Apa yang biasanya dicermati trader?
- High yield vs when-issued (WI): stop-through (kuat) atau tail (lemah) — ini sinyal pertama yang dilihat pasar.
- Bid-to-cover ratio: dibandingkan dengan rata-rata 12 lelang terakhir dan rata-rata historis tenor yang sama.
- Indirect bidders %: porsi tinggi menandakan demand asing kuat (bank sentral, sovereign wealth fund).
- Dealers %: porsi besar di dealer primer sering dibaca sebagai sinyal demand organik yang lemah.
- Amount offered vs amount sold: apakah Treasury berhasil menjual seluruh alokasi (hampir selalu iya, tapi porsi yang terserap di dealer bisa bermakna).

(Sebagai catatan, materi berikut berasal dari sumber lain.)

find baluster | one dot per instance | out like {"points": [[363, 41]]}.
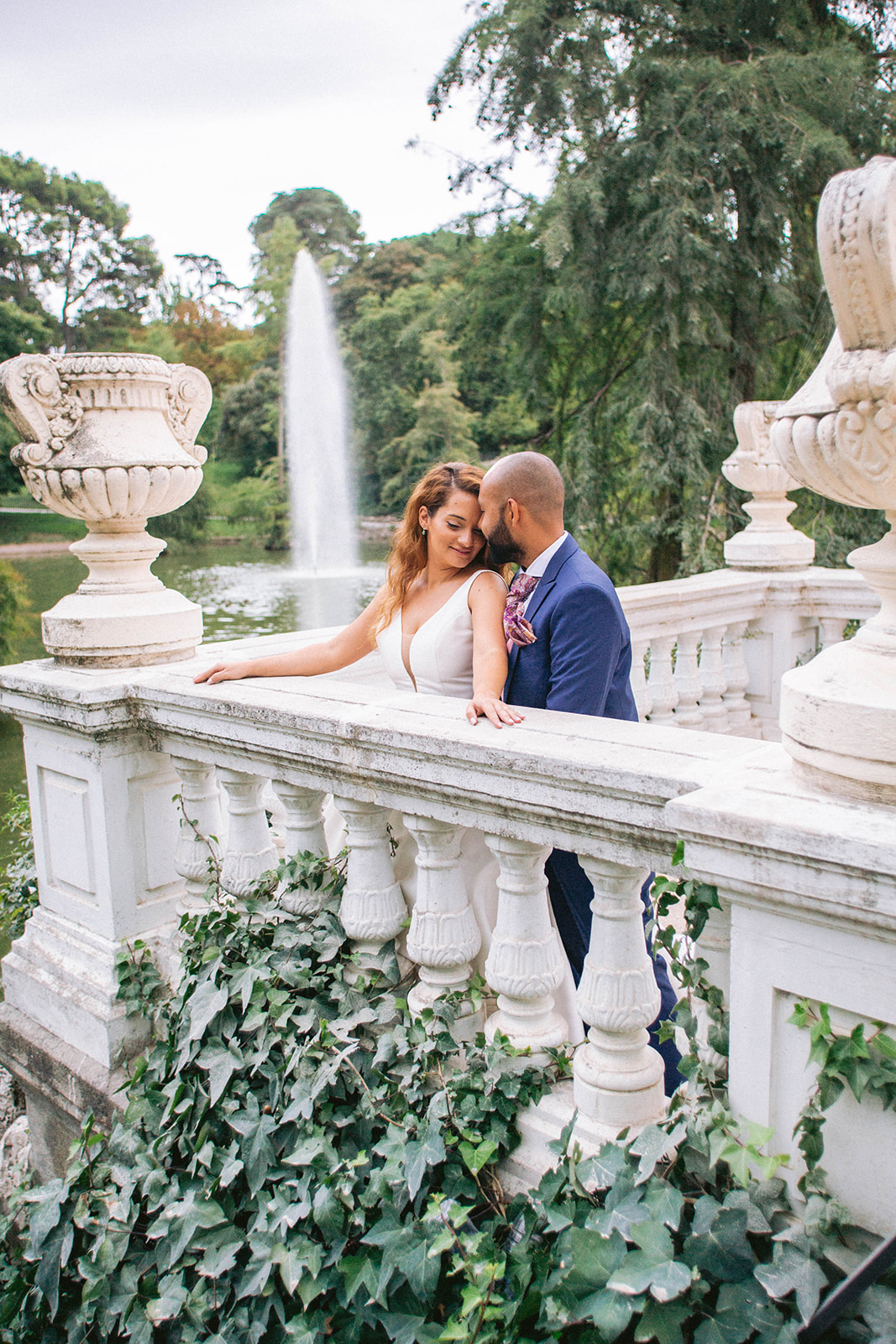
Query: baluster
{"points": [[831, 631], [526, 960], [688, 712], [202, 828], [617, 1079], [302, 833], [443, 936], [712, 676], [738, 712], [661, 685], [715, 947], [638, 679], [250, 847], [372, 909]]}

- Konteks makro: lelang di tengah ekspektasi Fed hawkish akan dibaca berbeda dengan lelang di tengah ekspektasi dovish.
Kenapa event ini penting untuk tema ekonomi yang relevan
3-Year Note Auction relevan untuk tema pendanaan defisit fiskal AS, ekspektasi kebijakan The Fed, dan stabilitas pasar obligasi global. Dengan defisit anggaran AS yang terus membesar, kemampuan Treasury untuk menyerap supply utang tanpa menaikkan term premium adalah ujian penting bagi kredibilitas fiskal dan mata uang USD. Di sisi lain, tenor 3 tahun adalah sweet spot bagi investor yang ingin mendapatkan yield di atas bill tanpa mengambil duration risk sebesar 10Y atau 30Y, sehingga hasilnya sering menjadi sinyal awal untuk pergerakan kurva yield secara keseluruhan.

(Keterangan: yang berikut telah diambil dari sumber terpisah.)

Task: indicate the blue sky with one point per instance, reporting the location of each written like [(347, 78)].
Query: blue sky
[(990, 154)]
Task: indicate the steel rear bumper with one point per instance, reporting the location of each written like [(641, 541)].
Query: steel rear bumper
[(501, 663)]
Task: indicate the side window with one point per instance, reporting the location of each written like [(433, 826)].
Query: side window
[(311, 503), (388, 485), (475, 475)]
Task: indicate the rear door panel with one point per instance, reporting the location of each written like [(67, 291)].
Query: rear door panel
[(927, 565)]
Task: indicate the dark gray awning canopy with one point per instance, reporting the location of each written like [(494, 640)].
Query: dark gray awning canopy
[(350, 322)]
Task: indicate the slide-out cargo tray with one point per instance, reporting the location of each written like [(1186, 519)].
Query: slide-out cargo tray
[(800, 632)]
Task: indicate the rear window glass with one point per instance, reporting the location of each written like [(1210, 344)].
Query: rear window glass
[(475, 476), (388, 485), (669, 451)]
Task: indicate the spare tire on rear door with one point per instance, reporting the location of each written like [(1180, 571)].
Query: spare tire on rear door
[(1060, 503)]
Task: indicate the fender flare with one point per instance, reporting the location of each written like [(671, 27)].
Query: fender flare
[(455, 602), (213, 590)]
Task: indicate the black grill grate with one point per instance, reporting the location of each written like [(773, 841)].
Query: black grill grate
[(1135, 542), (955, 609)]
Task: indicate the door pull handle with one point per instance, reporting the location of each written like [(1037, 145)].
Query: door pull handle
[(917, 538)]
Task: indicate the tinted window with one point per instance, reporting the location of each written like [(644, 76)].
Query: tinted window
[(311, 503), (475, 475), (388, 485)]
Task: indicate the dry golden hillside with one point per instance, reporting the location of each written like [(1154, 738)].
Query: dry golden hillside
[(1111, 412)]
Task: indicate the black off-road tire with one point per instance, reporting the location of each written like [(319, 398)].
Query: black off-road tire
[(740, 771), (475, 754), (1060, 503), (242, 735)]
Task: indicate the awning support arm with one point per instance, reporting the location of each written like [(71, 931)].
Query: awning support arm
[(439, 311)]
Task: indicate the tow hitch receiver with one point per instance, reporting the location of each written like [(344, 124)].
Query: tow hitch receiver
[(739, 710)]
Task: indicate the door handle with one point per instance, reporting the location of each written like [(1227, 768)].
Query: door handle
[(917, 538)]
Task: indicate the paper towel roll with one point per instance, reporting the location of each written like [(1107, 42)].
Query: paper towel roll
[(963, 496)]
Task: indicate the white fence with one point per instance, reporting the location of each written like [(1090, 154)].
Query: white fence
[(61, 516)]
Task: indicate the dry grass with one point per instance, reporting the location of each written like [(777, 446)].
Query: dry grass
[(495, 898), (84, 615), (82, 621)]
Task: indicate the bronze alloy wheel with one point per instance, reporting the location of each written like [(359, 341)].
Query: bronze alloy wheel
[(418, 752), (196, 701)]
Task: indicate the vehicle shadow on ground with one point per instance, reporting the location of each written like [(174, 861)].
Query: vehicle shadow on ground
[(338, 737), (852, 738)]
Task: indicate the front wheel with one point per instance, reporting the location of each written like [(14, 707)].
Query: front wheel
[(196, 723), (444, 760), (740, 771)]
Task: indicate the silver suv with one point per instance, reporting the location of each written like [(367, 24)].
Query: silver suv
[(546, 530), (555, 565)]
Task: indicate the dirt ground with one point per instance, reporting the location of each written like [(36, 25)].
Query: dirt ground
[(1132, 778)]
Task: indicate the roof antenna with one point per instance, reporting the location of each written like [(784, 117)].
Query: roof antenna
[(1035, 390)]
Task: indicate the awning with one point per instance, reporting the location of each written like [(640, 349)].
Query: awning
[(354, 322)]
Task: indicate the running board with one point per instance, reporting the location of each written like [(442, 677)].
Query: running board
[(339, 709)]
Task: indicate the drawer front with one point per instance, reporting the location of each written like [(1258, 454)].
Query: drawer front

Kesimpulan untuk trader Forex
3-Year Note Auction adalah lelang rutin utang pemerintah AS tenor 3 tahun yang hasilnya menjadi sinyal cepat untuk US Treasury yields dan ekspektasi kebijakan The Fed. Cara baca yang paling berguna adalah membandingkan high yield vs when-issued, memeriksa bid-to-cover ratio, dan melihat komposisi bidder (indirect/direct/dealers). Lelang yang kuat (stop-through, bid-to-cover tinggi) cenderung menekan yield dan melemahkan USD; lelang yang lemah (tail, bid-to-cover rendah) cenderung mendorong yield naik dan mendukung USD. Namun, sebagai indikator pasar obligasi, dampaknya ke USD biasanya terbatas kecuali disertai kejutan besar atau terjadi di tengah sentimen makro yang sensitif.
Sumber resmi
- U.S. Treasury - Auction Results
- U.S. Treasury - Quarterly Refunding Announcement
- Federal Reserve Bank of New York - Treasury Markets
Dampak terhadap USD
Secara umum, hasil yang lebih kuat dari referensi (forecast/previous) cenderung mendukung USD, sementara hasil yang lebih lemah cenderung menekan USD. Besarnya reaksi dipengaruhi konteks dan sensitivitas pasar.
Kondisi Rilis
| Kondisi Rilis | Dampak USD | Referensi |
|---|---|---|
| Aktual > Referensi | Cenderung menguat | Forecast (konsensus) atau Previous bila forecast kosong |
| Aktual = Referensi | Reaksi minimal | Fokus ke detail rilis dan konteks pasar |
| Aktual < Referensi | Cenderung melemah | Forecast (konsensus) atau Previous bila forecast kosong |
Cara trader membaca (praktikal)
- Bandingkan Aktual vs Forecast; jika forecast kosong, gunakan Previous sebagai referensi.
- Perhatikan apakah rilis mengubah ekspektasi kebijakan bank sentral (pricing suku bunga).
- Konfirmasi lewat reaksi yield/spread dan pergerakan pair berbasis USD.
Cara Trader Menyikapi
Sebelum rilis: spread cenderung melebar; siapkan skenario dan level invalidasi.
Saat rilis: fokus pada deviasi (surprise) terhadap referensi (forecast/previous) dan reaksi yield/FX.
Pasca rilis (5–30 menit): tunggu konfirmasi arah, lalu cari entry berdasarkan struktur/pullback.
Pilar Signal Engine
Dalam platform Signal Engine, event kuantitatif diproses pada Pilar Makro/Fundamental sebagai surprise (Aktual vs Forecast, atau Aktual vs Previous bila forecast kosong). Skor ini berkontribusi pada Macro Bias Score USD dengan bobot decay temporal.
Kaitannya dengan kebijakan
Rilis kuantitatif biasanya dibaca dalam konteks inflasi, pertumbuhan, dan kondisi finansial. Dampak pasar sering muncul saat rilis mengubah ekspektasi langkah kebijakan berikutnya.